In situ nanostructuring and stabilization of polycrystalline copper electrodes with organic salt additives promotes CO_2 reduction to ethylene

Abstract

The electrocatalytic conversion of CO₂ to hydrocarbons using renewable energy provides a sustainable pathway to produce carbon-neutral fuels and value-added chems. However, a great challenge remains to develop efficient and robust electrocatalysts with high selectivity profile for any single product, at low overpotential. To this end, nanostructured copper electrodes have shown enhanced selectivity for C-C coupled products during CO₂ electroredn. reaction (CO₂RR). Nevertheless, inexpensive means to maintain structural stability during catalysis remain a challenge to sustained activity and selectivity.
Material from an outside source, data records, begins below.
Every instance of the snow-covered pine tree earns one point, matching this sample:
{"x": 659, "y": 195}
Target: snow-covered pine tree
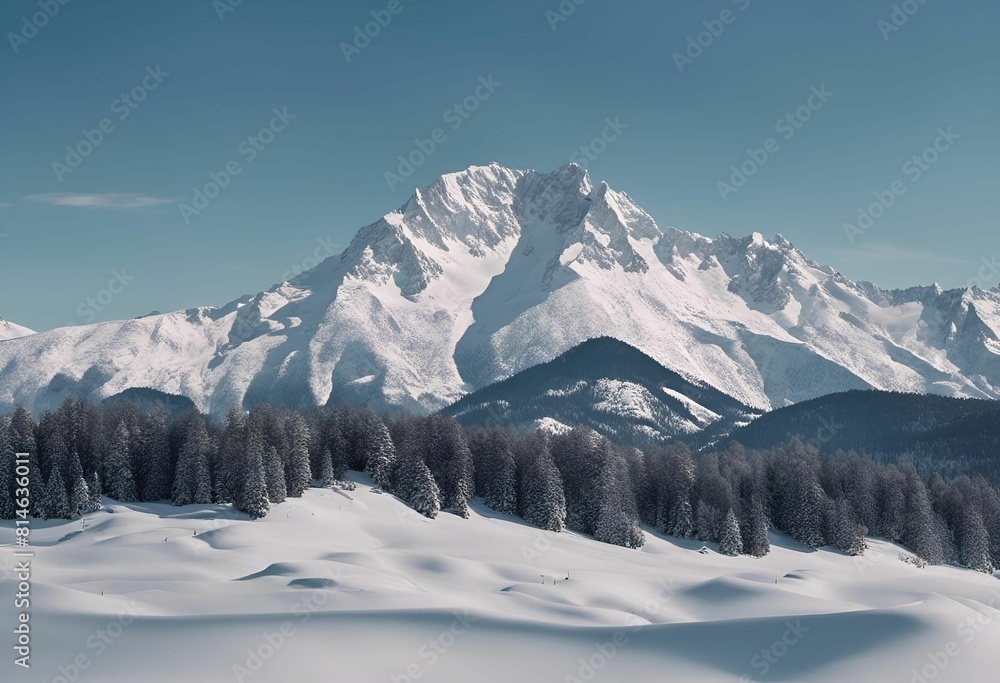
{"x": 298, "y": 474}
{"x": 755, "y": 539}
{"x": 8, "y": 465}
{"x": 326, "y": 474}
{"x": 973, "y": 541}
{"x": 415, "y": 484}
{"x": 919, "y": 532}
{"x": 707, "y": 522}
{"x": 56, "y": 505}
{"x": 22, "y": 440}
{"x": 681, "y": 522}
{"x": 541, "y": 500}
{"x": 842, "y": 529}
{"x": 94, "y": 490}
{"x": 274, "y": 472}
{"x": 496, "y": 471}
{"x": 730, "y": 538}
{"x": 229, "y": 465}
{"x": 156, "y": 484}
{"x": 193, "y": 478}
{"x": 79, "y": 499}
{"x": 118, "y": 479}
{"x": 252, "y": 498}
{"x": 380, "y": 454}
{"x": 618, "y": 521}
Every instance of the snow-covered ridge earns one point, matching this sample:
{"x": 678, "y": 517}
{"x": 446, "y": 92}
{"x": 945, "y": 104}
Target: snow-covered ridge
{"x": 9, "y": 330}
{"x": 488, "y": 271}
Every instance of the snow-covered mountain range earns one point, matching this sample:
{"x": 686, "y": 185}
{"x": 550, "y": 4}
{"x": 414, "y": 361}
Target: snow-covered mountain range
{"x": 9, "y": 330}
{"x": 611, "y": 387}
{"x": 490, "y": 271}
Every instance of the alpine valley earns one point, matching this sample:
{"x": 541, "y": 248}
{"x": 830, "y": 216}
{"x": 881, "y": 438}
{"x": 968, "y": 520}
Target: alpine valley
{"x": 491, "y": 271}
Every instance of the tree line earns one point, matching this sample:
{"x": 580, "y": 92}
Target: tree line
{"x": 576, "y": 479}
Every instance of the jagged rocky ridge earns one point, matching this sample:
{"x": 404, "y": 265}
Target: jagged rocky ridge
{"x": 490, "y": 271}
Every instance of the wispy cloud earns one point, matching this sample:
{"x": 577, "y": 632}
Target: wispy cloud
{"x": 113, "y": 200}
{"x": 882, "y": 252}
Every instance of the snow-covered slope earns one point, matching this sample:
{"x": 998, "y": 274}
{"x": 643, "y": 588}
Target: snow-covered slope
{"x": 489, "y": 271}
{"x": 355, "y": 586}
{"x": 610, "y": 387}
{"x": 9, "y": 330}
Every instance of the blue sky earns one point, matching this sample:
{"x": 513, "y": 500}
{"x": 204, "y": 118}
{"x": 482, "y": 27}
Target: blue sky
{"x": 208, "y": 84}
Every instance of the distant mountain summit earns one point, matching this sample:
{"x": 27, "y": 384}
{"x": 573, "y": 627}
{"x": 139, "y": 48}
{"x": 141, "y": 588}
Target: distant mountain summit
{"x": 9, "y": 330}
{"x": 489, "y": 271}
{"x": 609, "y": 386}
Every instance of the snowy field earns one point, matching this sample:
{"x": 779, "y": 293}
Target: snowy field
{"x": 353, "y": 586}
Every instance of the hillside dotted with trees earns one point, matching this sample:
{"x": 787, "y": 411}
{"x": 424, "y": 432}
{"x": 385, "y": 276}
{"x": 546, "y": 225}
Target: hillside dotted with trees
{"x": 577, "y": 479}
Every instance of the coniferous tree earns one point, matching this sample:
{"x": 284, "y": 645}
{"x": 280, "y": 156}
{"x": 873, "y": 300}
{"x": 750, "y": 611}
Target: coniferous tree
{"x": 22, "y": 440}
{"x": 298, "y": 474}
{"x": 56, "y": 505}
{"x": 707, "y": 522}
{"x": 415, "y": 484}
{"x": 79, "y": 499}
{"x": 274, "y": 470}
{"x": 681, "y": 522}
{"x": 450, "y": 462}
{"x": 495, "y": 471}
{"x": 326, "y": 474}
{"x": 372, "y": 438}
{"x": 843, "y": 531}
{"x": 193, "y": 479}
{"x": 8, "y": 466}
{"x": 94, "y": 489}
{"x": 158, "y": 478}
{"x": 252, "y": 497}
{"x": 974, "y": 542}
{"x": 618, "y": 521}
{"x": 117, "y": 471}
{"x": 755, "y": 539}
{"x": 229, "y": 465}
{"x": 541, "y": 499}
{"x": 730, "y": 538}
Herein, we report the combination of polycryst. copper and pyridinium-based additives as a simple system to achieve and maintain high selectivity of up to 60-70 % for C≥2 products, for 43h, in 0.1M KHCO₃. Several roles have been demonstrated for the org. additive, including: the formation of "nanocube-like" nanostructures by corrosion of the copper surface; the stabilization of the nanostructures during catalysis by formation of a protective org. layer; and the promotion of C≥2 products. Overall, this simple and cheap technic opens promising opportunities in preserving nanostructures during catalysis and could be applied to many systems already reported in the literature.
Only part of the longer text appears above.